The Requirements of Law
Hillary Clinton Didn’t Commit Espionage, Sorry Guys
There are certain days when you just know the internet is going to blow up. Affirmative Action decision from SCOTUS? Bring out the racists. Abortion decision? Call out the pro-lifers. And then there is today: The day Hillary Clinton was found to have not committed any crimes by the FBI, who advised no charges be filed. Not just that, but that no charges be filed because no reasonable prosecutor would file such charges.
And the internet didn’t just explode, it EXPLODED. It T-REXPLODED. Whatever is higher than “everyone on the far left and middle to far right collectively lost every bit of their shit” is exactly what happened as every person on the internet decided they had a law degree and knew exactly what the FBI should have done instead.
But the problem is…they’re wrong. Today was a victory for the just application of the law as written. Today was a reminder that just because we may not like someone doesn’t make their conduct more or less illegal.
But how did this happen? How did we get to this point, when a year of talking head speculation said that there was a strong chance of an indictment?
The answer comes down to intent, and the different levels of intent required under the various statutes of the espionage act.
A Brief Reminder
In case you were living under a rock, this whole non-event has had to do with the use of a private email server by Hillary Clinton. The question is whether or not this violates various provisions of the espionage act because the server handled classified information. That’s the background.

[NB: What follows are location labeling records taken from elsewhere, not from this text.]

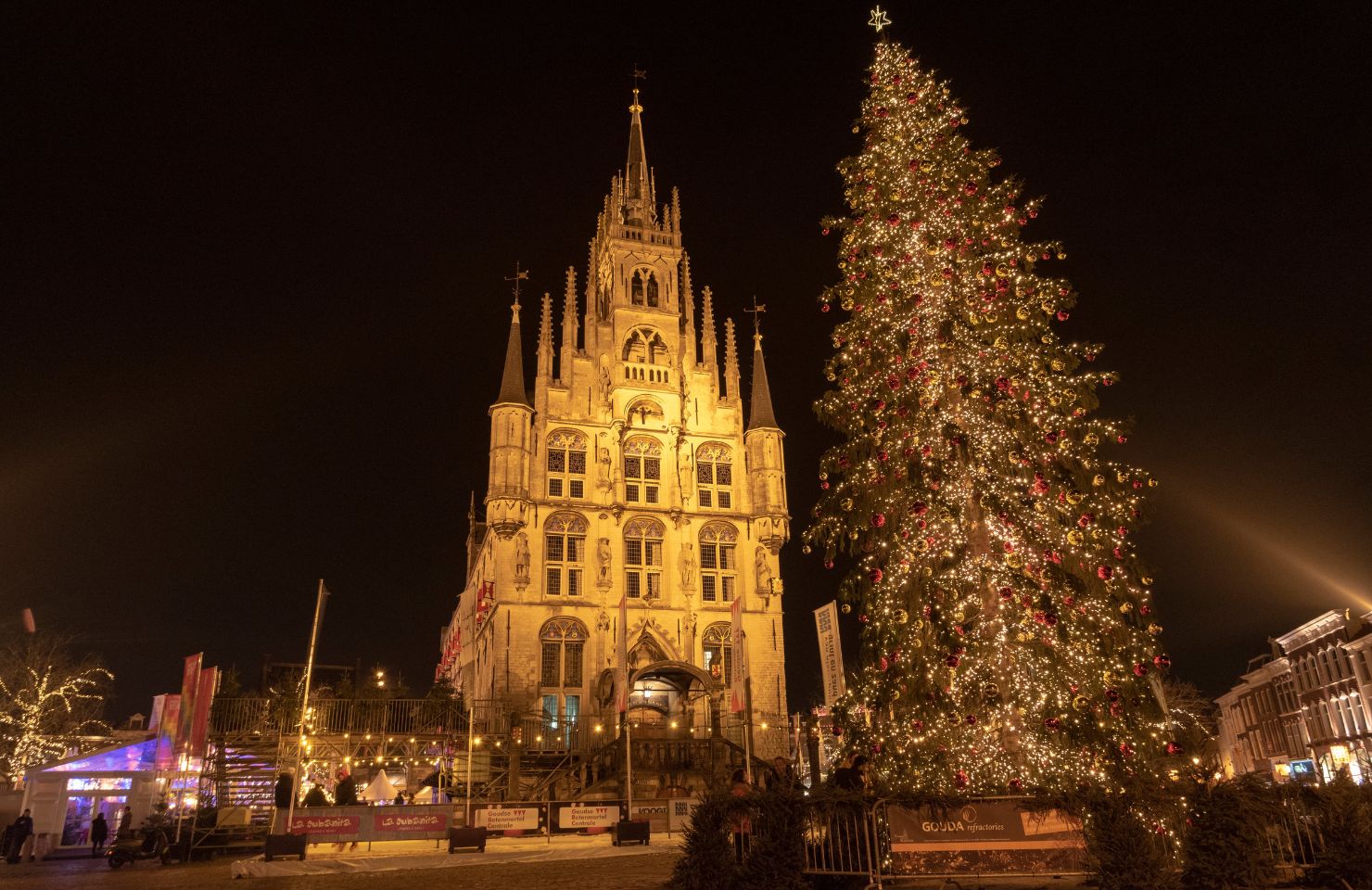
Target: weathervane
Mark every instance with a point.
(519, 276)
(756, 312)
(638, 76)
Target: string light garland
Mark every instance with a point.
(1009, 641)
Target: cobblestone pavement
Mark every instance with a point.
(646, 871)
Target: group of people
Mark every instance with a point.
(20, 838)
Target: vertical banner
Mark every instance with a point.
(831, 652)
(189, 681)
(622, 657)
(738, 669)
(166, 731)
(203, 701)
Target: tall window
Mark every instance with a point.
(718, 652)
(642, 471)
(565, 642)
(715, 477)
(642, 289)
(718, 566)
(565, 554)
(566, 464)
(643, 558)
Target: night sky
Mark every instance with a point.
(253, 312)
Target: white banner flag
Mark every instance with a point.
(738, 669)
(831, 652)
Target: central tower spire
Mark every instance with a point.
(640, 202)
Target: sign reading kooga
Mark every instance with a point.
(984, 837)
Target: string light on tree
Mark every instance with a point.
(1008, 631)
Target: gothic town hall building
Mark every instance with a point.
(633, 468)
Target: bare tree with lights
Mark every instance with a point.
(1008, 638)
(47, 700)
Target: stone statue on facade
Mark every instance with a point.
(685, 475)
(603, 468)
(763, 569)
(522, 558)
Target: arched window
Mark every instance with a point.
(565, 642)
(565, 554)
(565, 464)
(643, 558)
(642, 288)
(645, 346)
(642, 471)
(715, 475)
(718, 564)
(718, 650)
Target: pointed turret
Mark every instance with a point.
(545, 339)
(730, 362)
(759, 412)
(512, 381)
(689, 312)
(565, 362)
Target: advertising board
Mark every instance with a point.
(983, 837)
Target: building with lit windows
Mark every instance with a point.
(633, 466)
(1303, 710)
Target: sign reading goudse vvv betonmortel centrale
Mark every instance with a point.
(984, 837)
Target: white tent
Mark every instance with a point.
(380, 790)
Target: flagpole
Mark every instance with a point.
(471, 726)
(305, 700)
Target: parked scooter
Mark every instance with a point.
(154, 845)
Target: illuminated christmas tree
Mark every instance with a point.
(1008, 638)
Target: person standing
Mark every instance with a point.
(20, 838)
(99, 832)
(740, 823)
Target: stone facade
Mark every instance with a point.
(1309, 701)
(628, 471)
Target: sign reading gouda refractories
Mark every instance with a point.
(582, 818)
(983, 837)
(409, 823)
(325, 826)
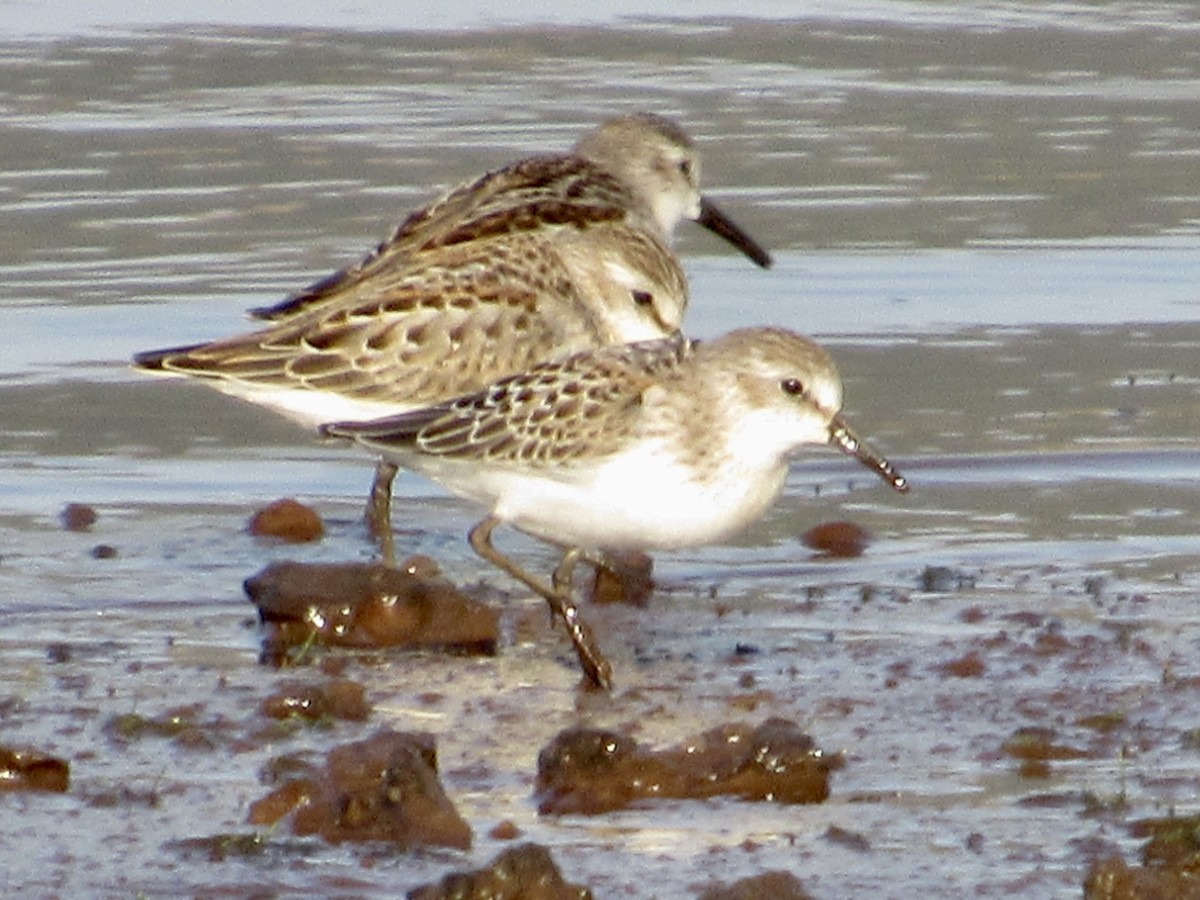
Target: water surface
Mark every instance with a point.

In order to be convicted of a crime, there are two required portions. The first portion is an actus reus, or a guilty act—that is that there has to be some act that is proscribed by the law. The second requirement is mens rea, or a guilty mind—what we call intent. First off, it is important to distinguish intent from motive—in most cases the law doesn’t care why you did something, unless you did it for a reason that constitutes a defense to the law.
Intent is a requirement of nearly all crimes, but that doesn’t mean the intent is the same in every crime. The law recognizes three different levels of intent: General intent, specific intent, and strict liability.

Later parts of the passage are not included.